Shooting UK talked to those in the know to finding out what’s happening.
Liam Stokes, CEO of the British Game Alliance was upbeat. “We are hearing of prices ranging from £5-£9 for young birds, less for older birds, being paid to shoots, which is on a par with last season. That is very positive because, given the collapse in demand due to the issues in the hospitality sector, and the drop in supply due to uneven grouse numbers across the country, we didn’t know how supply and demand would match up.
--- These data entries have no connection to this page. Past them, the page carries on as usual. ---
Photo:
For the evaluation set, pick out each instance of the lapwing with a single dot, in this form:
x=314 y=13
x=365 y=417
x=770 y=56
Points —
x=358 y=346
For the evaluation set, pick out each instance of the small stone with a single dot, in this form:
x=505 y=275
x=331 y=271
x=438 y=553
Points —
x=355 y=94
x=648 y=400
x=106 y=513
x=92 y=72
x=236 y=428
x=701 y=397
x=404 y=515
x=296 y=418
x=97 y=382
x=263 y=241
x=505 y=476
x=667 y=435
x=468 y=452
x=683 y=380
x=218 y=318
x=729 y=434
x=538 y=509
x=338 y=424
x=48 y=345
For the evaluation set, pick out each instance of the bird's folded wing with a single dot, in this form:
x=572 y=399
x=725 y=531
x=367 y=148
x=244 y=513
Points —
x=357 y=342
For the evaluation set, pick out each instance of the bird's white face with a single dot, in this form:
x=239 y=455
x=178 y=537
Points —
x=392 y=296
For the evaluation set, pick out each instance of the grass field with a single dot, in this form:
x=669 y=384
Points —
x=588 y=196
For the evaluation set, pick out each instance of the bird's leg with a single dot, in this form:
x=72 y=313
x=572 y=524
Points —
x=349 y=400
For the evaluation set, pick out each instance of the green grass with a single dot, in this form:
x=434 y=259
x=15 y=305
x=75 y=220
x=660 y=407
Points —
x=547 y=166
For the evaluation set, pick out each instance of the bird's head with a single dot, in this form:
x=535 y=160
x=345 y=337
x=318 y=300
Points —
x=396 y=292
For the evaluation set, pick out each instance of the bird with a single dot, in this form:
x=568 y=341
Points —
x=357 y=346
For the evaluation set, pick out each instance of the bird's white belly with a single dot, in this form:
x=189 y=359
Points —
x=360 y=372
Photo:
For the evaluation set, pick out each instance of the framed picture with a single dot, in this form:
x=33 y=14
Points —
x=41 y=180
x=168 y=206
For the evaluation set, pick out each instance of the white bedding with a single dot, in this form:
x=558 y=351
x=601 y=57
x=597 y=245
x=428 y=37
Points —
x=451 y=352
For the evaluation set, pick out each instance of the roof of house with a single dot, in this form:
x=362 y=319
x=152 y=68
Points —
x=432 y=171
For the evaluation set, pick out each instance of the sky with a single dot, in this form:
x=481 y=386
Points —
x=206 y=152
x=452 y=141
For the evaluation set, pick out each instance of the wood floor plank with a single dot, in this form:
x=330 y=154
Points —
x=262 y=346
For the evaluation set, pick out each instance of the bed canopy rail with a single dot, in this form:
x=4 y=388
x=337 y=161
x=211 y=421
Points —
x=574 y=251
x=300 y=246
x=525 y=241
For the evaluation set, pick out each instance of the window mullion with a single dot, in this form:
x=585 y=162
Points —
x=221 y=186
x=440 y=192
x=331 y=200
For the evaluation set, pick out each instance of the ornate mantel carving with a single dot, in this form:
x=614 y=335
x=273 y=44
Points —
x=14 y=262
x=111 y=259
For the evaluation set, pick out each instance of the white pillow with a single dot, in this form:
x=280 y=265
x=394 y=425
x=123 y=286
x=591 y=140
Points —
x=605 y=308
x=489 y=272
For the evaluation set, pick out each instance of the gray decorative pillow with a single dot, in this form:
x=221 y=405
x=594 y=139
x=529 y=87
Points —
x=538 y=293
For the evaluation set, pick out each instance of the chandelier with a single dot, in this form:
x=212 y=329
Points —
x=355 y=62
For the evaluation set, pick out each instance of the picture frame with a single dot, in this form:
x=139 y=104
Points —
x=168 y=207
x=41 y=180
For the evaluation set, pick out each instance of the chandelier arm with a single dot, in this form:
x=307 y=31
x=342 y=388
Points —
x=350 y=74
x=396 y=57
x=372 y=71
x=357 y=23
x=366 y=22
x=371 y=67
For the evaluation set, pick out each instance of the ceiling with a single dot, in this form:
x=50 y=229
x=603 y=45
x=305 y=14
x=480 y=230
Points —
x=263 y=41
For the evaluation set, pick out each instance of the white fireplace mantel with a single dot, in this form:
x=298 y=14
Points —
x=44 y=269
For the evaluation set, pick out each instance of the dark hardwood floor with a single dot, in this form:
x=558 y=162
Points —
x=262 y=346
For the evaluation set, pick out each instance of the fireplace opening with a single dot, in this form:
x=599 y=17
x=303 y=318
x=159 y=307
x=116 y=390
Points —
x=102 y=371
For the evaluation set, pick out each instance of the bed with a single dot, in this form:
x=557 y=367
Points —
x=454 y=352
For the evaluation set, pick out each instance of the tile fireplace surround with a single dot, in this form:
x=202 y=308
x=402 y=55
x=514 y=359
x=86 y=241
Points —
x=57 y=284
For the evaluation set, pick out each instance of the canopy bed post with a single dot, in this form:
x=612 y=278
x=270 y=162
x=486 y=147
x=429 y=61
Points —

The optimism is derived from a very good first week, in which demand from hospitality was high over the 12th and beyond.”
Annette Woolcock of BASC advised: “The grouse price is about the same as last year. The demand is really good, which is great news as at one stage we thought that all grouse would have to be stored until next year, but with the opening of hospitality this has changed.
“I think the trade is just grateful that the demand is there, the price has held and the birds are all selling. Hopefully it will be a sell-out year.”
Grouse is a popular dish on the menus of smart London restaurants. It is currently on offer at Belgravia’s La Poule au Pot for £38.50, served with vegetables and a game sauce. Meanwhile in MPs’ favourite, the Cinnamon Club in Westminster, “delicately spiced clove-smoked grouse breast, ‘Tawa tak-a-tak’ game and mushroom keema, served with creamy black lentils” will set you back £32.